Most of the United States moved to enhanced credit card security in October 2015, when U.S. payment networks added fraud liability shifts as part of the Europay, Mastercard, and Visa (EMV) technology standards.

“In the months leading up to the Oct. 1 deadline, retailers across the country were responsible for upgrading their payment terminals to accept chip-enabled cards,” explained the president of Consumer Policy Solutions, Debra Berlyn. “In the event of fraudulent activity, the financial burden falls on whichever party was using the older payment technology.”

Chip-enabled cards are designed to reduce credit card fraud by producing unique authentication that makes it harder for people to steal card information.

“It creates a unique, one-time code that travels along with your account number when the merchant sends the instructions to the bank that issued the card,” explained Scott Talbott, senior vice president of government affairs at the Electronic Transactions Association. Though the chip provides added security, many argue that consumer data is still at too great a risk.

“We’ve realized that the chip alone is not enough for security,” said Camille Fischer, policy adviser for the White House Economic Council.

Berlyn agreed, saying that the most common second authentication feature, signatures, is “often widely ignored or easily forged.” She also noted that the White House Buy Secure initiative, which began in 2014, required chip and PIN authentication for all government transactions, giving credence to the notion that chip and PIN together provide essential authority.

“I think initiatives like the White House initiative are a great means to help educate consumers on the benefits of chip and PIN, so major kudos to the White House for the things they are doing to drive the market in the right direction,” agreed Liz Garner, vice president of the Merchant Advisory Group Liz Garner. She also cited a study that found only 1.3 cents for every $100 consisted of fraud on PIN-based debit cards.

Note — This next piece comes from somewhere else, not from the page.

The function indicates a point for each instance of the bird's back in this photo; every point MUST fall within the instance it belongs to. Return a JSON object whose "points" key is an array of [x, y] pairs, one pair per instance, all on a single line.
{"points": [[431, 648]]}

Even with this consensus, obstacles stand in the way of employing PIN authentication on chip-enabled cards. The first problem is that banks lack the initiative to place PIN requirements on their cards, because they have already met liability requirements through their chip-enabled cards.

“It’s because the banks have shifted the liability to merchants,” Pociask said.

It is a liability that the merchants are already ill-equipped to bear. Talbott explained that about 9 million retailers need upgrades to their transaction systems to include chip readers. Retailers must go through a testing and certification phase that ensures the security of their processing systems before they can be allowed to use chip readers.

“Everything that stands between the merchants and the payment network has to be certified,” Talbott said. But there is a huge delay in that certification process.

“There are several small businesses, who testified last October, who said they were having challenges. And they’re still not certified,” Garner said. “That’s a huge problem when you look at the liability that went into effect.”

Another problem for chip-enabled cards and PIN requirements is  increased online transactions.

“The technology exists to securely use PIN online,” Berlyn said. “It’s just not widely used.”

Many of the panelists concluded that, in the need for PIN technology on chip-enabled credit cards, it was up to the banks and card providers to make the change happen.

“For us to have the choice, distributors need to provide a PIN,” said Garner.